I would like to know how to scrape Google SERP in big project.

What I have:
  • Website application writen in PHP with simple user management
  • cUrl script which for 9 phrases scrape SERP every hour and fetch top 100 domains for each phrase saving them to db. It does 9(phrases)*10(pages)*24(hours)= 2160 requests per 24 hours. More accurately: at 10:00 1 request per max 6 seconds (3-6 sec freeze), finish cron process and wait for 11:00 and repeat it every hour. It uses cron. It worked good for last month and I didn't get banned and I believe it's very maximum what I can get before Google send me to hell.

What I want:

Expand concept of my cUrl script to multiple users.

Scenario: each user could get top 100 domains for each phrase he want per 1 hour. For example: user A set 3 phrases to analysis which gives 30 requests per hour for this user and user B set 8 phrases to analysis which gives overall 110 requests per hour which is impossible to handle that amout of requests for 1 IP without being punished by Google. I probably need to set up 1 proxy server for each user to get 1 unique IP on which I can get maximum 9 requests per hour. BUT EVEN THEN it's just bad to provide user to analyze only 9 phrases every hour.
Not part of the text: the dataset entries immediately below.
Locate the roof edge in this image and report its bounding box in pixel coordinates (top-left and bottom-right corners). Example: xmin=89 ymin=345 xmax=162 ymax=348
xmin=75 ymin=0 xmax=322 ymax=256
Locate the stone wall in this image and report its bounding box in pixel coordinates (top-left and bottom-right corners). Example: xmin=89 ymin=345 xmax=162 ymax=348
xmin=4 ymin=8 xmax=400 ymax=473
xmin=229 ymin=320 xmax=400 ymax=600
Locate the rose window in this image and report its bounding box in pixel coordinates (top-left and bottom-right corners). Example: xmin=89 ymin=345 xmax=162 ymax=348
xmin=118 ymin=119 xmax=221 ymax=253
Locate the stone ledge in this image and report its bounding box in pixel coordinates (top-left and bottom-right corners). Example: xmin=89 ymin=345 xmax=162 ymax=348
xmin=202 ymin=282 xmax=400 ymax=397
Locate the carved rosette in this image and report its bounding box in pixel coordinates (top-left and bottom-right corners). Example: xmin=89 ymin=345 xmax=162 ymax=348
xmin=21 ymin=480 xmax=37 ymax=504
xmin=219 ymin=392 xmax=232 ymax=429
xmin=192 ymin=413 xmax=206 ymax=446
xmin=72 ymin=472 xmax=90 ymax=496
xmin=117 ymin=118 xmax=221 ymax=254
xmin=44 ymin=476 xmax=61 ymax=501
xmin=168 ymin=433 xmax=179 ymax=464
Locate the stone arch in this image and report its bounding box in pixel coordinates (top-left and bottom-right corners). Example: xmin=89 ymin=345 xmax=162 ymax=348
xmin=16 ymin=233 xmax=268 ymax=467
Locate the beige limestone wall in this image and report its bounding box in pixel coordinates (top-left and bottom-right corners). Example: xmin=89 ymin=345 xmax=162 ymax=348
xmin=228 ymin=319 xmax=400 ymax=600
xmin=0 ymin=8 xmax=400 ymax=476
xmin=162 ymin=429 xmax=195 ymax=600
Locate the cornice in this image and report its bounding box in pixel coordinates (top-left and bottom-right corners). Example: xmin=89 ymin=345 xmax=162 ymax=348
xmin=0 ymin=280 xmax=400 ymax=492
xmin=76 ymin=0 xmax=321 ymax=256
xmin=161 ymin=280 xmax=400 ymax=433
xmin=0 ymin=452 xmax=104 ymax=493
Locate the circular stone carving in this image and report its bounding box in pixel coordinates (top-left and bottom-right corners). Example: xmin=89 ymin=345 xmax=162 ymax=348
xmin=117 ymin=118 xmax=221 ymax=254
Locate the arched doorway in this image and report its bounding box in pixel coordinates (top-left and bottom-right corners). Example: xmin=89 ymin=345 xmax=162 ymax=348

The only desperate idea I see for now is to buy really a lot of hostings with cron and somehow "assign" for example 10 proxy servers (each with unique IP) to each hosting with cron. Let's say I have 1000 users so I need 100 hostings with cron and 10 unique IP for each hosting which should give 1000 unique IPs overall.

It would be nice to give every user possibility to expand his 9 analysis per hour for example to 80 or even 800 regardless of costs. I want to know how to implement my suggested user <=> IP idea or any solution that would be better. I have never had any experience with proxies and managing IPs.